Univariate Drift Detection
Why Perform Univariate Drift Detection
Univariate Drift Detection looks at each feature individually and checks whether its distribution has changed. It’s a simple, fully explainable form of data drift detection and is the most straightforward to understand and communicate.
Just The Code
If you just want the code to experiment yourself, here you go:
>>> import nannyml as nml
>>> import pandas as pd
>>> from IPython.display import display
>>> reference, analysis, analysis_target = nml.load_synthetic_binary_classification_dataset()
>>> metadata = nml.extract_metadata(data = reference, model_name='wfh_predictor', model_type='classification_binary', exclude_columns=['identifier'])
>>> metadata.target_column_name = 'work_home_actual'
>>> display(reference.head())
>>> # Let's initialize the object that will perform the Univariate Drift calculations
>>> # Let's use a chunk size of 5000 data points to create our drift statistics
>>> univariate_calculator = nml.UnivariateStatisticalDriftCalculator(model_metadata=metadata, chunk_size=5000)
>>> univariate_calculator = univariate_calculator.fit(reference_data=reference)
>>> # let's see drift statistics for all available data
>>> data = pd.concat([reference, analysis], ignore_index=True)
>>> univariate_results = univariate_calculator.calculate(data=data)
>>> # let's view a small subset of our results:
>>> # We use the data property of the results class to view the relevant data.
>>> display(univariate_results.data.iloc[:5, :9])
>>> display(univariate_results.data.iloc[-5:, :9])
>>> # let's plot drift results for all model inputs
>>> for feature in metadata.features:
... figure = univariate_results.plot(kind='feature_drift', metric='statistic', feature_label=feature.label)
... figure.show()
>>> # let's plot distribution drift results for continuous model inputs
>>> for feature in metadata.continuous_features:
... figure = univariate_results.plot(
... kind='feature_distribution',
... feature_label=feature.label
... )
... figure.show()
>>> # let's plot distribution drift results for categorical model inputs
>>> for feature in metadata.categorical_features:
... figure = univariate_results.plot(
... kind='feature_distribution',
... feature_label=feature.label
... )
... figure.show()
>>> ranker = nml.Ranker.by('alert_count')
>>> ranked_features = ranker.rank(univariate_results, model_metadata=metadata, only_drifting = False)
>>> display(ranked_features)
Walkthrough on univariate drift detection
NannyML’s Univariate approach for data drift looks at each variable individually and conducts statistical tests comparing the chunks created from the data provided with the reference dataset.

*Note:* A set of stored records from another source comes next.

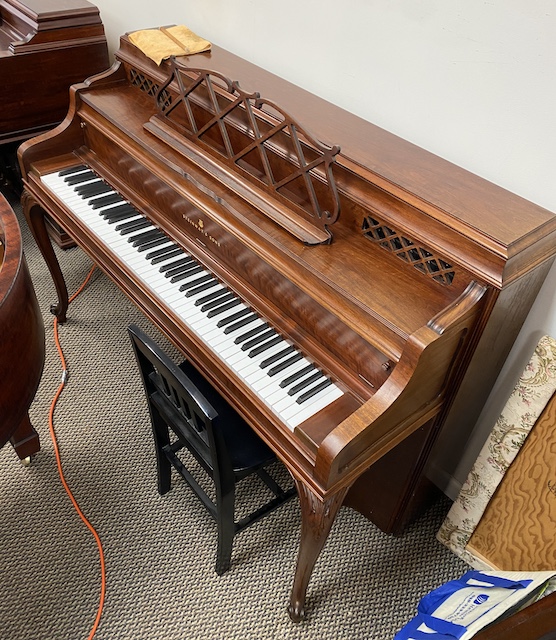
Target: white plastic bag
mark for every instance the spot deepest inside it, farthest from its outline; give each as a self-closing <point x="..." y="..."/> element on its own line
<point x="461" y="608"/>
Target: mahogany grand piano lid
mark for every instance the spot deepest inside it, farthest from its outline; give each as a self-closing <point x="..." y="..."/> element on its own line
<point x="51" y="14"/>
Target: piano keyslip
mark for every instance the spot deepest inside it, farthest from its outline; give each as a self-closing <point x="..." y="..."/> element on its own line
<point x="291" y="386"/>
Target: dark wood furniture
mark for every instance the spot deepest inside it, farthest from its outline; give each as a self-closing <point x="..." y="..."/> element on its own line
<point x="404" y="278"/>
<point x="188" y="414"/>
<point x="21" y="339"/>
<point x="45" y="46"/>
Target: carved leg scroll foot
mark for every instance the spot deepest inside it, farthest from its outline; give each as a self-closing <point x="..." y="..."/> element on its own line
<point x="25" y="440"/>
<point x="34" y="215"/>
<point x="317" y="518"/>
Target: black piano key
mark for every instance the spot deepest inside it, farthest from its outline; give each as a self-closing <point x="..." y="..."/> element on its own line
<point x="223" y="308"/>
<point x="252" y="332"/>
<point x="112" y="212"/>
<point x="313" y="392"/>
<point x="133" y="225"/>
<point x="285" y="364"/>
<point x="121" y="215"/>
<point x="81" y="189"/>
<point x="261" y="337"/>
<point x="223" y="297"/>
<point x="242" y="322"/>
<point x="211" y="296"/>
<point x="147" y="236"/>
<point x="167" y="253"/>
<point x="80" y="177"/>
<point x="286" y="382"/>
<point x="185" y="272"/>
<point x="153" y="244"/>
<point x="198" y="281"/>
<point x="266" y="345"/>
<point x="305" y="383"/>
<point x="70" y="170"/>
<point x="200" y="288"/>
<point x="223" y="322"/>
<point x="104" y="201"/>
<point x="277" y="356"/>
<point x="177" y="263"/>
<point x="93" y="189"/>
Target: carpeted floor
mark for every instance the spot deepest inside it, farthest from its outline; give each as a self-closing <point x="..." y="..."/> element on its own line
<point x="160" y="550"/>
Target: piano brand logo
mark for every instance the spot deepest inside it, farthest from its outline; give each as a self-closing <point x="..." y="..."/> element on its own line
<point x="199" y="225"/>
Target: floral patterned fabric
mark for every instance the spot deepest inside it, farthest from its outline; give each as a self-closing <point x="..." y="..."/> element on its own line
<point x="527" y="401"/>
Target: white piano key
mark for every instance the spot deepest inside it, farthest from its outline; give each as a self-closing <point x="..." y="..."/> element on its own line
<point x="223" y="344"/>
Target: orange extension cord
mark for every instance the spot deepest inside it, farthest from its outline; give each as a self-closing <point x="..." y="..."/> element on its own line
<point x="59" y="463"/>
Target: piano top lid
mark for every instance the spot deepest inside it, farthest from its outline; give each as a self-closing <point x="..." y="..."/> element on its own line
<point x="499" y="219"/>
<point x="40" y="15"/>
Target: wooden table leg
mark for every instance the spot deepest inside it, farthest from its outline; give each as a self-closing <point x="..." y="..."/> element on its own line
<point x="317" y="518"/>
<point x="35" y="217"/>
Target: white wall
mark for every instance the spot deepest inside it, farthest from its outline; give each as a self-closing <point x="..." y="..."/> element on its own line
<point x="470" y="80"/>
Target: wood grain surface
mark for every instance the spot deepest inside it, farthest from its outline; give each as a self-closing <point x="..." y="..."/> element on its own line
<point x="518" y="529"/>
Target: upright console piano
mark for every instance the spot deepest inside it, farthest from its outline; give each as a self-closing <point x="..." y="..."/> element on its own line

NannyML uses the KS Test for continuous features and the 2 sample Chi squared test for categorical features. Both tests provide a statistic where they measure the observed drift and a p-value that shows how likely we are to get the observed sample under the assumption that there was no drift. If the p-value is less than 0.05 NannyML considers the result unlikely to be due to chance and issues an alert for the associated chunk and feature.
Let’s start by loading some synthetic data provided by the NannyML package.
>>> import nannyml as nml
>>> import pandas as pd
>>> from IPython.display import display
>>> reference, analysis, analysis_target = nml.load_synthetic_binary_classification_dataset()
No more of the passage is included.